Google Refine extension
From LinkedGov
Google Refine uses a modular web framework called "Butterfly" to allow custom extensions to be built and make use of Refine's core functionality.
Extensions tend to be a mixture of front-end code (JavaScript and UI modifications) and back-end code (Java commands & servlets), and exist as a folder in the "extensions" folder in Refine's root directory.
The LinkedGov extension modifies Refine's "index" page - Extension/index_page - mainly to include a metadata form and it's "project" page - Extension/project_page - mainly to include the "Typing" panel - Extension/typing panel.
Contents |
Overview
https://github.com/linkedgov/linkedgov-google-refine-extension
The LinkedGov UI skin for Google Refine should exist as an extension in the /extensions folder.
The extension also relies on the RDF extension.
Folder structure
See Extension/folder structure
Code structure
Pages
There are only two pages to work with in Google Refine.
The index page is the landing page once the Refine servlet has started - from here you are able to create a project, import a project or open an existing project.
The project page is where the data manipulation is carried out - much like a worksheet in spreadsheet software.
LinkedGov adds modifications to both pages.
Index page
Shows a particular panel depending on the "mode" parameter that's passed to the page in the URL from the menu page.
Home to the "import" screen and "resume" screen - used to begin a "project" (Refine's terminology).
Project page
The "project" page in Refine is the page that is home to the data table, allowing data manipulation, transformation and so on.
The LinkedGov extension adds a number of additional "panels" on the left-hand-side - that allow the user to clean, link and label data.
Installation
- Download and install Google Refine (version 2.5 or higher): http://code.google.com/p/google-refine/source/checkout.
- Download the LinkedGov extension from GitHub: https://github.com/linkedgov/linkedgov-google-refine-extension.
- Download the RDF extension by DERI: http://lab.linkeddata.deri.ie/2010/grefine-rdf-extension/.
- Extract both of the extensions into their own folders named "linkedgov" and "rdf-extension", and place them inside Google Refine's "extensions" directory:
- Add 4 lines of 'ant' code (2 'build' lines and 2 'clean' lines) to the "build.xml" file that's found in the extensions folder:
<ant dir="rdf-extension/" target="build" /> <ant dir="linkedgov/" target="build" />
and
<ant dir="rdf-extension/" target="clean" /> <ant dir="linkedgov/" target="clean" />
- Rebuild Refine by typing in the terminal command while inside the main Refine directory, "ant" (you should see a "Build Successful" message).
- Run Google Refine by typing in the terminal command "./refine" (or the equivalent for a particular operating system).
Modifying Refine
See Extension/modification regarding changes to Refine's default behaviour.
Styling
Styling the pages is fairly straightforward.
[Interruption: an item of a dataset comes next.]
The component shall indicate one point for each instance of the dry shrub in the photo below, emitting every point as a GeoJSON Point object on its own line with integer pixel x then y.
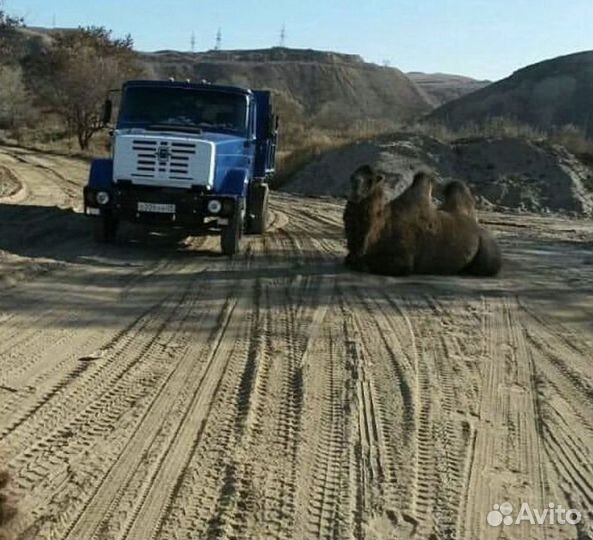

The index.js and project.js files both add the class "lg" to the <body> element on each page. Each CSS file then styles any Refine elements or LinkedGov elements using "body.lg" as a prefix.
There's a mixture of CSS and LESS files for styles.
Dialogs
See Extension/Dialogs.
Feedback form
Across the Importer is a feedback form.
See Extension/feedback_form for more information.
RDF output
See Extension/RDF & Extension/RDF Schema.
RDF (Resource Description Framework) data is produced behind the scenes when interacting with the wizards and cleaning data. It's produced using functionality from the RDF Extension built by DERI.
Examples of the data & structure generated:
- RDF/Refine_output Output for a row in Refine
- RDF/Refine_metadata_output Output for dataset metadata
- RDF/Refine_dataset_output Example output of the whole dataset
Example datasets
A list of good and bad example datasets (locations, contents) have been compiled here: Extension/Example_datasets
Unacceptable data
- Personal data (telephone numbers, house addresses)
- Geographic coordinates other than WGS84, negative northings/eastings?
- ...
Importing issues
There are issues with some types of data when importing.
See Extension/importing issues.
Browser Compatibility Issues
See Extension/cross browser compatibility.
Bugs
See Extension/bugs.
Feedback
See Extension/feedback.
Our reported bugs
- Issue 439: Date values output as java.util.GregorianCalendar(...,...,...,...) instead of "2011-20-03T00:00:00Z"
- Issue 441: onError - "keep-original" / "store-blank" working oddly for value.toDate()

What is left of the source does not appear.